Faut-il se fier aux enquêtes d’opinion ? Question classique en période électorale, les sondages décortiquant les intentions de votes des citoyens n’échappent pas à l’examen attentif de la Toile à l’approche du scrutin du 7 juin prochain.

Pour le Blog Europe de la Tribune, la dernière enquête commandée par le Parlement européen semble indiquer un « renversement de tendance » alors que depuis trente ans, la participation électorale aux Européennes est en chute constante. Désormais, 49 % des citoyens européens sont certains d’aller voter contre 34 % lors de la précédente enquête d’opinion. Petit rappel : en 2004, la participation s’élevait à 45 %

Déjà, les réactions des internautes fusent sur le Blog de Jean Quatremer, pour contester cette enquête « institutionnelle » dont les résultats ne concordent pas vraiment avec ce qu’annoncent les instituts français. « Bizarre, s’interroge ainsi Léa sur Coulisses de Bruxelles, « à deux semaines du scrutin, l’institut Ipsos évoque une abstention supérieure à 60%. »

Et Thytan de renchérir : « J’avoue que j’ai un peu de mal à garder mon calme devant cette avalanche de sondages contradictoires. En France, on parlait d’un désintérêt vis-à-vis de l’Europe à 62% lors de l’émission d’hier soir d’Yves Calvi et aujourd’hui l’abstention ne serait plus qu’à 55%? C’est incompréhensible! J’invite les internautes à se méfier de tous ses sondages. »

Les tendances dégagées par ces enquêtes ne devraient pas pour autant perturber l’ordre d’arrivée au soir du 7 juin. L’abstention sera la grande gagnante de ces élections. Et Jules de Diner’s room de s’interroger à juste titre sur le caractère « congénital » de cette pathologie de la démocratie européenne.

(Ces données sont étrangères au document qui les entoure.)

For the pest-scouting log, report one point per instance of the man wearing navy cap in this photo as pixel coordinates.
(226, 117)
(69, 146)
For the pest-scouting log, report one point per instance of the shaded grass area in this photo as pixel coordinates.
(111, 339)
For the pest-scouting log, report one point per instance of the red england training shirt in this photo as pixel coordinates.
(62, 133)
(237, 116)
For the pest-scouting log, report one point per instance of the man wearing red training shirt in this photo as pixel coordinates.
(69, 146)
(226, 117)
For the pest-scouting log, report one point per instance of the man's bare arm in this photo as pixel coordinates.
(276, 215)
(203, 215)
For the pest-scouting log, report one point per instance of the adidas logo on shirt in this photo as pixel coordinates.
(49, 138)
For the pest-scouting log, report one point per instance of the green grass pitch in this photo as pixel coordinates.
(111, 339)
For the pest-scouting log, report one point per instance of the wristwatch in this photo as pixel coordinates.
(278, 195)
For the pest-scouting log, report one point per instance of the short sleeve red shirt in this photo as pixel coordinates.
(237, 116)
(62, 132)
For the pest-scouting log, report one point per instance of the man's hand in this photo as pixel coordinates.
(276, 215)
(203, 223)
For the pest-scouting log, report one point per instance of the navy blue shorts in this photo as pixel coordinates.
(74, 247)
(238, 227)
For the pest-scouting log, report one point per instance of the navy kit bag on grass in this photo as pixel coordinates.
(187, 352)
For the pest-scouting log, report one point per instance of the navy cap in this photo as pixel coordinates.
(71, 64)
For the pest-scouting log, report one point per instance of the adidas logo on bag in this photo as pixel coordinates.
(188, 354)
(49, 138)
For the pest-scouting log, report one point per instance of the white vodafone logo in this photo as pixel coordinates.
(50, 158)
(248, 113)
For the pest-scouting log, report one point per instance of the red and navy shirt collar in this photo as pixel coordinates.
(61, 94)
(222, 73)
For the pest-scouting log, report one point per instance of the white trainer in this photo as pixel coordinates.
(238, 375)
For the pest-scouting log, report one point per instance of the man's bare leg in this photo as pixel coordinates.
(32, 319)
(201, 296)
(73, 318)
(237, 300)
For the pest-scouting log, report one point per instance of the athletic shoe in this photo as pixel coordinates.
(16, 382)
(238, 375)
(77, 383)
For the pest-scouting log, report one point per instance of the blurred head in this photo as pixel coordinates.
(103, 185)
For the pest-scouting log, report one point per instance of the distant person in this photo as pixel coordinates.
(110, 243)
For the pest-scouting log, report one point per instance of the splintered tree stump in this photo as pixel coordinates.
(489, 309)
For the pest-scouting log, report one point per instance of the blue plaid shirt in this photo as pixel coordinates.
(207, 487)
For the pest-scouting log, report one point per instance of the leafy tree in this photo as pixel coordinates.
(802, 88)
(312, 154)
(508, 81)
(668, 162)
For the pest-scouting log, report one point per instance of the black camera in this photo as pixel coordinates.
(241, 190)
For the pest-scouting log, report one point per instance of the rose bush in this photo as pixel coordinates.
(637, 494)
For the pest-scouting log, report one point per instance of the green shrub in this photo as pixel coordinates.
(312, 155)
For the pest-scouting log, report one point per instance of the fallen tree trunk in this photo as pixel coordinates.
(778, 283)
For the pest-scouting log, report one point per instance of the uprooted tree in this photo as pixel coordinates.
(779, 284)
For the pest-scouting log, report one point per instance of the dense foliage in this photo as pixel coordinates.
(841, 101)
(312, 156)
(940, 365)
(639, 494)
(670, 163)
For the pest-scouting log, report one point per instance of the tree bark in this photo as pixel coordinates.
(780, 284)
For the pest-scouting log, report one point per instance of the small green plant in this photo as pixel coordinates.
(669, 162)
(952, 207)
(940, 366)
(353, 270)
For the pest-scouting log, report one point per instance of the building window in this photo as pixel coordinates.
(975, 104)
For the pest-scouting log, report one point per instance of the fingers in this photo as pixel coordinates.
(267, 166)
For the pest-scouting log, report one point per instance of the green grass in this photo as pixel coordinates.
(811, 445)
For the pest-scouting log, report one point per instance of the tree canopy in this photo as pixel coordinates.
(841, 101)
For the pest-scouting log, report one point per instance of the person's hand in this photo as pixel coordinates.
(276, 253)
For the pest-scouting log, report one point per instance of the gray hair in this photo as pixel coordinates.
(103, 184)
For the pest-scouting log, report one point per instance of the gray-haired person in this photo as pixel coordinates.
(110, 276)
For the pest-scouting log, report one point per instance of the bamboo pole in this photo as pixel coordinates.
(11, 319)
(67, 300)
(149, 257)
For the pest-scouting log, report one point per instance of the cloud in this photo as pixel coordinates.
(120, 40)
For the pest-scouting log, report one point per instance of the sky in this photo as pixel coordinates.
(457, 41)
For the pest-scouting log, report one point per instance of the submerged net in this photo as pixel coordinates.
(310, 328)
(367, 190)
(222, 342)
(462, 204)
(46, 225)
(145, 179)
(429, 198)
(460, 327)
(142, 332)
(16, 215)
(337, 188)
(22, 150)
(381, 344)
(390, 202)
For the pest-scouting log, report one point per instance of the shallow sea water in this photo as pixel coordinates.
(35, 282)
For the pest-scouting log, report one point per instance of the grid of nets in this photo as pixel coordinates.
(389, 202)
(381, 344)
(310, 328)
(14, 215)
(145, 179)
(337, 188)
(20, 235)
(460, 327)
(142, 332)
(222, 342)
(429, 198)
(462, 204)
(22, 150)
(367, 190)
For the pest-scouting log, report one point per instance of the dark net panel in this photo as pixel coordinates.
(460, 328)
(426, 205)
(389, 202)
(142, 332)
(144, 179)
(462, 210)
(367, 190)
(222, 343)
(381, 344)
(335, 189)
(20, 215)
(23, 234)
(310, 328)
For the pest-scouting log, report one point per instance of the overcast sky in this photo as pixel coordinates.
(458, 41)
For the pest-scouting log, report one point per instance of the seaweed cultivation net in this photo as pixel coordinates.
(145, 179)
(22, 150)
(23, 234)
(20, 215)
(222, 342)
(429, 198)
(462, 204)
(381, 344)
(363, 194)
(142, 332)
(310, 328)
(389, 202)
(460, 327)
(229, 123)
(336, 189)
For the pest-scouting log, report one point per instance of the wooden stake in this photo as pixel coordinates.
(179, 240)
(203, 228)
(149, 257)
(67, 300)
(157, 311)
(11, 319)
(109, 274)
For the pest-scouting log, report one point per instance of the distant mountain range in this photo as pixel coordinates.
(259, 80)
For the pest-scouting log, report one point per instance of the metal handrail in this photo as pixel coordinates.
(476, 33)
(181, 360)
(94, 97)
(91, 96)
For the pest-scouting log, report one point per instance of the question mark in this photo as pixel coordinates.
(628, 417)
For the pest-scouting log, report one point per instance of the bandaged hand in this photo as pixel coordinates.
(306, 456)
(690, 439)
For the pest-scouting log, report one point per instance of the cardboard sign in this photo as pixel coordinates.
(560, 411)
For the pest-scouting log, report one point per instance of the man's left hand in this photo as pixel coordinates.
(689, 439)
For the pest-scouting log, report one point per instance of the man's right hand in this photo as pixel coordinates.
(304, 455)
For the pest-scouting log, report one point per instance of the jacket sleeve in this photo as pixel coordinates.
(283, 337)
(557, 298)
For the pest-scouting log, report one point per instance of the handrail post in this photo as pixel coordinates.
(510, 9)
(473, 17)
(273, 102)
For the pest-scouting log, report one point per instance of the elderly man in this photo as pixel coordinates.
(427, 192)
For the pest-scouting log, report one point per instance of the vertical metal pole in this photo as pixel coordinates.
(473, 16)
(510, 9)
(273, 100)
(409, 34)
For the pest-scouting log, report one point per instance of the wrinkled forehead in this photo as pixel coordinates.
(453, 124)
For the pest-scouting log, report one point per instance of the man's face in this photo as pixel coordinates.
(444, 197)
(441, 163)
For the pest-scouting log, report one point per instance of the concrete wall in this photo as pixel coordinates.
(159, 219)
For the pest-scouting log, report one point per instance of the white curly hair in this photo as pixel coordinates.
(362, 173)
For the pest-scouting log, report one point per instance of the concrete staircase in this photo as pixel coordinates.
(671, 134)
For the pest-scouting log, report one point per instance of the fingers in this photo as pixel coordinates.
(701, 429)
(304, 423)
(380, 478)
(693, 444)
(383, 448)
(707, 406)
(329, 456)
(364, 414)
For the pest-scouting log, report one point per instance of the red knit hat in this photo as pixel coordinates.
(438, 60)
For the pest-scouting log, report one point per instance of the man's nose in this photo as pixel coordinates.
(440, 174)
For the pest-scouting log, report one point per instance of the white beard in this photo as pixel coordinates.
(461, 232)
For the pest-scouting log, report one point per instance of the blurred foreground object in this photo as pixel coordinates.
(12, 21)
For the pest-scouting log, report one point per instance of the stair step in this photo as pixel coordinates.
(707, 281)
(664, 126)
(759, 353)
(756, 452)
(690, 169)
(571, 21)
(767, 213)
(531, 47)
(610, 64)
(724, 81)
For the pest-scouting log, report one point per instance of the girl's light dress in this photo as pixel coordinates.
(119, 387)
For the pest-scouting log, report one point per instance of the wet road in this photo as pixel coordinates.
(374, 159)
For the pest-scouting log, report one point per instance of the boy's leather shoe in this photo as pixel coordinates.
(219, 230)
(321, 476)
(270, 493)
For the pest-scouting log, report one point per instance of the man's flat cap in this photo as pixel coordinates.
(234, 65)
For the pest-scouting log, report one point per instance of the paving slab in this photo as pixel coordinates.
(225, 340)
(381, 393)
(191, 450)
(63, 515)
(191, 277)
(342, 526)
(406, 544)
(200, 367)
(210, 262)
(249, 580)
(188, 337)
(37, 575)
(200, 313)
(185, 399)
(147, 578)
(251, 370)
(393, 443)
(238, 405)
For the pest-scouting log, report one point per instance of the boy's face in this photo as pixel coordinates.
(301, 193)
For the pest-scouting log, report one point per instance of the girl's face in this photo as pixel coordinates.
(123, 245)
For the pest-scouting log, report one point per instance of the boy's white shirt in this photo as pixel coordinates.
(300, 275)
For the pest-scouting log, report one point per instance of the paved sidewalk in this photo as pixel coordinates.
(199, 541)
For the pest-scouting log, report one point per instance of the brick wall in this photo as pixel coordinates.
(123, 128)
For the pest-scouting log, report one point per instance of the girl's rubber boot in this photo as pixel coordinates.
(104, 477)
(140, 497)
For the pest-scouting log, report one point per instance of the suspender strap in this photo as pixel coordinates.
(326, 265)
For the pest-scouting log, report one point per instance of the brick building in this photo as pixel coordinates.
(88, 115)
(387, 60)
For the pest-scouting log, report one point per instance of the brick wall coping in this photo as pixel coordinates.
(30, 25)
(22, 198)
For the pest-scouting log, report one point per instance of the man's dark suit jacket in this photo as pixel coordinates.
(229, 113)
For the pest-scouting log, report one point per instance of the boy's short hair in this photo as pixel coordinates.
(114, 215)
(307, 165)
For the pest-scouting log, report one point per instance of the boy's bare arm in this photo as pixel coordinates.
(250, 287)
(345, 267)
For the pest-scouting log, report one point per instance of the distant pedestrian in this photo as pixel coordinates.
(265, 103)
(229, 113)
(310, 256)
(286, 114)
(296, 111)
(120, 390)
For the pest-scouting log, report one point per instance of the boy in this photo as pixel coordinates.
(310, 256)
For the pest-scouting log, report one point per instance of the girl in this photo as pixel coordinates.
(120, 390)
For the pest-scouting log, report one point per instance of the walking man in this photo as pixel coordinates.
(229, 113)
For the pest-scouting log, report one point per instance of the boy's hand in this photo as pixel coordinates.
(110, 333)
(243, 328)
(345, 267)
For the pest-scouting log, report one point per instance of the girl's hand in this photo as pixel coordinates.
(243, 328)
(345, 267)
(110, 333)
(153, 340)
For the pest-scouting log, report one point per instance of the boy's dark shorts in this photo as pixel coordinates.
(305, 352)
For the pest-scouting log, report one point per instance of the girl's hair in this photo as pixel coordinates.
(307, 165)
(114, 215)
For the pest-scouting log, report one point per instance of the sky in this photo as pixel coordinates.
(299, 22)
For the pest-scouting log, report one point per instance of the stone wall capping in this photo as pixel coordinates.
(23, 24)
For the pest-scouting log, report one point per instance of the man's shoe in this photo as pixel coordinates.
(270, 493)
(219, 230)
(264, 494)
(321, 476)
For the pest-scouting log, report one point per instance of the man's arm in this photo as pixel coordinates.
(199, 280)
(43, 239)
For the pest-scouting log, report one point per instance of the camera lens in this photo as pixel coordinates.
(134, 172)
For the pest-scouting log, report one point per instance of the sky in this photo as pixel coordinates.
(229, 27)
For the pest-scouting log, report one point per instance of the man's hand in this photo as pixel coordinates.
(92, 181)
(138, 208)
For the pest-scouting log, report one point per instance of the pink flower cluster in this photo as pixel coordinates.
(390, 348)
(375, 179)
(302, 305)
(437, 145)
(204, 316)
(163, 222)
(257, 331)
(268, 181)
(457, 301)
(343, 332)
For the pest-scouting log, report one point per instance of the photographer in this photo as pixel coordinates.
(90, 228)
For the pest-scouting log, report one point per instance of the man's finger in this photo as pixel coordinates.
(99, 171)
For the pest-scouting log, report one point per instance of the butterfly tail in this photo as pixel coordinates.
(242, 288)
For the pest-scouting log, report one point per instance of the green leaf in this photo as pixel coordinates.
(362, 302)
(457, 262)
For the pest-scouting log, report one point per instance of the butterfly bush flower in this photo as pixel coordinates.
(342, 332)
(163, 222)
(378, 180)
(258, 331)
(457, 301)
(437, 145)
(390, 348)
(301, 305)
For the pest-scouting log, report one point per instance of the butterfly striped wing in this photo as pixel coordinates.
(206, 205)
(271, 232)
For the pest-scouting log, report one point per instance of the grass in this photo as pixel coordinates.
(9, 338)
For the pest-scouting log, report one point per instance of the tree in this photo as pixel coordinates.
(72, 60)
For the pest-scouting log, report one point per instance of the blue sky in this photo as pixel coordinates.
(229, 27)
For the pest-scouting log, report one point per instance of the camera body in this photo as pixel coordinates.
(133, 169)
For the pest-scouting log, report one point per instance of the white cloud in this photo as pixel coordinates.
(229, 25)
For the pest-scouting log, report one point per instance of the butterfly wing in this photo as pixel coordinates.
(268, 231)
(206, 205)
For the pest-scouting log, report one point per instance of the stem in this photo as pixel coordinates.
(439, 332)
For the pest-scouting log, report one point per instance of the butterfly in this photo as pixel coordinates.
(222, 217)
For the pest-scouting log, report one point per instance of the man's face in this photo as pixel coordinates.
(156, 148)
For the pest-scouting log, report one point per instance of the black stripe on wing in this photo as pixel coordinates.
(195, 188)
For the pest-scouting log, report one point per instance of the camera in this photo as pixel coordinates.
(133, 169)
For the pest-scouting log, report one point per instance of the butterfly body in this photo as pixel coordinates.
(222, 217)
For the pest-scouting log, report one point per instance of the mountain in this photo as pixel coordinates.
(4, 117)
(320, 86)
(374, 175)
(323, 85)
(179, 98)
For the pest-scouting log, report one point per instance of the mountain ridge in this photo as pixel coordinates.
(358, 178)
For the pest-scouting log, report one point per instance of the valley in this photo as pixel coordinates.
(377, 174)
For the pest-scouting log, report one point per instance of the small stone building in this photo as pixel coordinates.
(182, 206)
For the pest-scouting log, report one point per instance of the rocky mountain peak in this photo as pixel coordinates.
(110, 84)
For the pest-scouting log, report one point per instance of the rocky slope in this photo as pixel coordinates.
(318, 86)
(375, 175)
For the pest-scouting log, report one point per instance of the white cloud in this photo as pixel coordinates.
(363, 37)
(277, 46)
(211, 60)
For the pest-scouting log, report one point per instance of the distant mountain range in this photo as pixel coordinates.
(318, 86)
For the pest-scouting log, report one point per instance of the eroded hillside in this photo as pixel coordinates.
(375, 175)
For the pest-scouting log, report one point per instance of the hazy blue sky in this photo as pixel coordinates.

Pour le blogueur de la République des blogs, « le parlement européen ne sait pas donner le spectacle de l’affrontement » d’où le désintérêt des citoyens pour l’organe démocratique de l’Union.

Comment remédier dès lors à ce mal ? Pour la plupart des spécialistes ès affaires européennes, le problème réside dans le manque de sujets de débats réellement européens. La crise du lait pourrait peut être en devenir un. C’est tout du moins ce que suggère le Blog « Où sont passés les candidats ? » du Monde.fr. Mais certains commentateurs restent dubitatifs. Ainsi Papamalou : « ‘ le lait, un enjeu de campagne ? Moins de 100000 producteurs réels résiduels… cela fait longtemps que ce n’est plus une population qui pèse sur une élection, quelle qu’elle soit ! »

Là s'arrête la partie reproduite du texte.